Vous avez été poursuivi deux fois en justice et condamné à une peine de prison avec sursis. Que pouvez-vous nous en dire ?

Je n’ai aucune relation avec ces deux affaires. Je suis innocent, mais au regard de la loi, je suis devant l’obligation d’assumer des fautes administratives que je n’ai pas commises. Pour la première affaire, celle que la presse appelle désormais «affaire HP»,; il s’agit en effet de l’acquisition de micro-ordinateurs que l’APC a commandés pour ses besoins au niveau du service de l’état civil. Cette marque a été recommandée par le ministère de l’Intérieur dans une note que nous avons reçue.

Après avoir entamé les démarches nécessaires, la commission des achats a retenu un fournisseur qui s’est engagé à nous livrer des PC avec les spécificités recommandés. Malheureusement ça n’a pas été le cas, et le fournisseur nous a livré une autre marque. Ayant pris connaissance de ce fait, j’ai refusé de signer la réception et je lui ai demandé de respecter le cahier des charges. Le fournisseur a remplacé le matériel quelques jours après. Après cette histoire, je me suis retrouvé convoqué à la justice, et alors qu’aucune preuve n’a été retenue contre moi, j’ai été condamné à 6 mois de prison avec sursis. Le second procès a trait à la délivrance d’un permis de construire non conforme à la réglementation.

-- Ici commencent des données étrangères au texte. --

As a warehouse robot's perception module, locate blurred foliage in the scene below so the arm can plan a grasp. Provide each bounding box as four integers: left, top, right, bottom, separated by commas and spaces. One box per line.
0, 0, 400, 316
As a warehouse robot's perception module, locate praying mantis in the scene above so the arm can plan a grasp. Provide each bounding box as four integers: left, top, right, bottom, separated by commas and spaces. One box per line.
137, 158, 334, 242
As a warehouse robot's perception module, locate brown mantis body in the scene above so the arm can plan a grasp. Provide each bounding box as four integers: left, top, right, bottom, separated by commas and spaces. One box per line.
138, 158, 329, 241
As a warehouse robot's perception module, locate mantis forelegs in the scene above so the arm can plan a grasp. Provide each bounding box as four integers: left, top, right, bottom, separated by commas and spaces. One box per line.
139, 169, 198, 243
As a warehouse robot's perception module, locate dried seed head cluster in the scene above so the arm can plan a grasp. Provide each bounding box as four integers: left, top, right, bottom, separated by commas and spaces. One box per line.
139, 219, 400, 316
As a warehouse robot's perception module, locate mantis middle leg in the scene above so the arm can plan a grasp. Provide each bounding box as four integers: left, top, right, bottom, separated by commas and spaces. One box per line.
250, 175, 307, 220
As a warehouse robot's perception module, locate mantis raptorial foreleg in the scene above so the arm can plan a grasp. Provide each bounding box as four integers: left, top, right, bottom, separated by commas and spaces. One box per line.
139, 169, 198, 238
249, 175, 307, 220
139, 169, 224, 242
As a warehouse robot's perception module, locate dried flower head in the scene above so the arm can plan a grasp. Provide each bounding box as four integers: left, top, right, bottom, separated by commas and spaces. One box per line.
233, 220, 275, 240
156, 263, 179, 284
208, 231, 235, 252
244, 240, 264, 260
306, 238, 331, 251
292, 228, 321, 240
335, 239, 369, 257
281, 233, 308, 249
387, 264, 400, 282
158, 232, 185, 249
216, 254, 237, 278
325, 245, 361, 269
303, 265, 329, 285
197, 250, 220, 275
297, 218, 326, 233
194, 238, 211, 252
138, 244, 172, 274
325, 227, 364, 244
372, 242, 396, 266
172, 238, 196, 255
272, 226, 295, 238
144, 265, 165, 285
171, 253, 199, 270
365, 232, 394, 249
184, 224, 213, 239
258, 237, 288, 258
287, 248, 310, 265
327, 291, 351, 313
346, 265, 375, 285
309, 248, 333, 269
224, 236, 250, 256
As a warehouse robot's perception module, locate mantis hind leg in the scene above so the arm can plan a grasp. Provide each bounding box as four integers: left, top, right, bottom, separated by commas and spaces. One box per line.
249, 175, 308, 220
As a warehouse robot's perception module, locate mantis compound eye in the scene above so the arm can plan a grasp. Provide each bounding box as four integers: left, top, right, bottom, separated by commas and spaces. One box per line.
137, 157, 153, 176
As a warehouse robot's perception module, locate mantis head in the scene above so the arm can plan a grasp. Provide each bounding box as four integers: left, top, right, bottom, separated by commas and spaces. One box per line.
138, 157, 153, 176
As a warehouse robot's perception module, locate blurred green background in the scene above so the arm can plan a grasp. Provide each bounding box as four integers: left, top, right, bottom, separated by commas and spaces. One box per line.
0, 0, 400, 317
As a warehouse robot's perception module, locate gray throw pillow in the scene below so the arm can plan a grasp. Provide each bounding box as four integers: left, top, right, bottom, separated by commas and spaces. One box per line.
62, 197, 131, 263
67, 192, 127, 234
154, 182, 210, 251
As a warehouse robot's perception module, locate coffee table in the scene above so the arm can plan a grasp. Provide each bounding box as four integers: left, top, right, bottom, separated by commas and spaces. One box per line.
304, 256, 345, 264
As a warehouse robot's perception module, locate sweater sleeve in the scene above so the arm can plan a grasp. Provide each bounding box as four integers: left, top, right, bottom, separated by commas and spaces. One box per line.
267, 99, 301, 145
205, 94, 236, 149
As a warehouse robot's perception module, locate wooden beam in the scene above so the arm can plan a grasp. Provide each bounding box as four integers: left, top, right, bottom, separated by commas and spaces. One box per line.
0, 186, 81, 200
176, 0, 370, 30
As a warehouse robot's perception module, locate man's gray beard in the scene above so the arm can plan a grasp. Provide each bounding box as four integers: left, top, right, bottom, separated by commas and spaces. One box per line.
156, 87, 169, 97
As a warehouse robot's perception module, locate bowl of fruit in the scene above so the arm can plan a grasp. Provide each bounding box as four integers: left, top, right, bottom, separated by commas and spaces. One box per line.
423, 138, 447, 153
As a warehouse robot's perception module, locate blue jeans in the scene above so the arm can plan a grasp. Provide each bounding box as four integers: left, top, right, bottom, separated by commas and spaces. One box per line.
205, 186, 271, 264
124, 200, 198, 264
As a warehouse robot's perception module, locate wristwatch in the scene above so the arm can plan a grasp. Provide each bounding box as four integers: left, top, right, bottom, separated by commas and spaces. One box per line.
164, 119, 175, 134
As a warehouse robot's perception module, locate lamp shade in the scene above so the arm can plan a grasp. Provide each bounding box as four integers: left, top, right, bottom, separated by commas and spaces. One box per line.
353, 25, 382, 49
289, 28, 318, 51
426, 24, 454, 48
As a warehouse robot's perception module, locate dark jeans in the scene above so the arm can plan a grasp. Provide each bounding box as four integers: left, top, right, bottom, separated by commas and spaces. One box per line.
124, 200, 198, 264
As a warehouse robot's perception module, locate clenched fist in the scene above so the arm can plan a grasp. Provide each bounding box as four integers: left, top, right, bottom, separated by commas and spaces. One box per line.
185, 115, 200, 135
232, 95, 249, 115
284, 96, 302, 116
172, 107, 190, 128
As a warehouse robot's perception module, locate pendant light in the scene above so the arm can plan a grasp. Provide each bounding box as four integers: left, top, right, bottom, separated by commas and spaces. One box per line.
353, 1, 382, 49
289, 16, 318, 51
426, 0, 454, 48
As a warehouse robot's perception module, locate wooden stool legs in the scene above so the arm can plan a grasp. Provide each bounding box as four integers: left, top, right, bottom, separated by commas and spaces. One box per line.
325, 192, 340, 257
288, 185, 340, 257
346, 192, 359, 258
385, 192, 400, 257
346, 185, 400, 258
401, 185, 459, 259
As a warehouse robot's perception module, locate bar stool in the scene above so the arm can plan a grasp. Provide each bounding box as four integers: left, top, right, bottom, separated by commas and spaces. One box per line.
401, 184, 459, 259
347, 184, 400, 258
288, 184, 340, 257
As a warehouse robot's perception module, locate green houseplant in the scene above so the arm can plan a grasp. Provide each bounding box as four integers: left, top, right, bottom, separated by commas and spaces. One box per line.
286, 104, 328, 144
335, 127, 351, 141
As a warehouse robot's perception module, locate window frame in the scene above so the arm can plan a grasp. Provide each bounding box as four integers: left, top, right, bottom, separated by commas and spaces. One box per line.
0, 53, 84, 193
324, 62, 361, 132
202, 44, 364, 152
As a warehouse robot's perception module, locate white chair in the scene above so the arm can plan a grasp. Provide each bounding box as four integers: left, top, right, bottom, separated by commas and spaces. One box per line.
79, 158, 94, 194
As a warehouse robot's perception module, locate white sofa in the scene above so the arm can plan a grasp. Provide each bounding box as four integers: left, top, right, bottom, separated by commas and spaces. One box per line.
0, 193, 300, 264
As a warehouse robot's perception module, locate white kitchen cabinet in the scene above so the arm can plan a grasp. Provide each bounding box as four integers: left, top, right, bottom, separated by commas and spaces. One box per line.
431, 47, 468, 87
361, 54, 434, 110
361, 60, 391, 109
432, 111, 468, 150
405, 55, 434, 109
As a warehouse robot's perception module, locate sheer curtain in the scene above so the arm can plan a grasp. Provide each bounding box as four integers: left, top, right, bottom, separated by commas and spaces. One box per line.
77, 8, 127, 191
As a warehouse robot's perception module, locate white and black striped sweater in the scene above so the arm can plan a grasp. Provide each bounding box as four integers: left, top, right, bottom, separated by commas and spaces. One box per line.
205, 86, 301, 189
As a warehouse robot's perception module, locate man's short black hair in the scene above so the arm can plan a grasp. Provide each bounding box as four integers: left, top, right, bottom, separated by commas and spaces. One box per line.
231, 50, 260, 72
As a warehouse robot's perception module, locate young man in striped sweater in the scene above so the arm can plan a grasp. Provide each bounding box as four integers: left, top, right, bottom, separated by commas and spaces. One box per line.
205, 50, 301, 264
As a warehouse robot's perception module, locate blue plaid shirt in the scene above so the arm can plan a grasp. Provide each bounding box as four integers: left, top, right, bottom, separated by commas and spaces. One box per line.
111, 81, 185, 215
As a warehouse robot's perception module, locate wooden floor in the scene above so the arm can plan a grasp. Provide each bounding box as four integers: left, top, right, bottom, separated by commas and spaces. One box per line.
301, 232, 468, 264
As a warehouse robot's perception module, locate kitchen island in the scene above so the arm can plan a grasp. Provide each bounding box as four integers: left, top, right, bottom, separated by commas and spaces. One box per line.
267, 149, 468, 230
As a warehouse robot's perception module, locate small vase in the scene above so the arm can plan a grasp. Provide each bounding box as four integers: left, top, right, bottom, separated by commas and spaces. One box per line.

Le juge qui m’a présenté le document en question, n’a retenu là non plus aucune preuve contre moi, car il ne portait pas mon cachet, le numéro 01, mais celui des services techniques de l’APC. Rien n’empêche, j’ai été condamné à une année de prison avec sursis. Il faut que je vous avoue, que ces deux procès m’ont fait beaucoup réfléchir, et c’est totalement légitime, car ces condamnations sont injustifiées. Peut-être parce qu’on a jugé que j’étais trop jeune pour cette responsabilité,; ou parce que je suis du FFS. Je vous assure que beaucoup de cercles politiques locaux n’ont toujours pas digéré que le FFS soit aux commandes à Lakhdaria. La preuve, j’ai reçu la visite d’au moins 40 commissions d’enquête depuis 2012, et à chaque fois, on me présente des lettres anonymes comme motif. Je laisse les citoyens juger !

Toutes ces condamnations, ces enquêtes et ces lettres anonymes, ça ne vous perturbe pas ?

« Ce qui ne me tue pas me rend plus fort » disait Nietzsche, et moi je me reconnais dans cette phrase. Je reste serein, concentré sur mon travail pour maintenir la cadence des projets de développement. Je resterai ce militant, et je serai toujours fidèle à mes engagements et surtout à mes convictions que j’ai puisées d’une famille révolutionnaire de la première heure, et de la personne de Si El-Hocine Ait Ahmed, qui m’a toujours inspiré.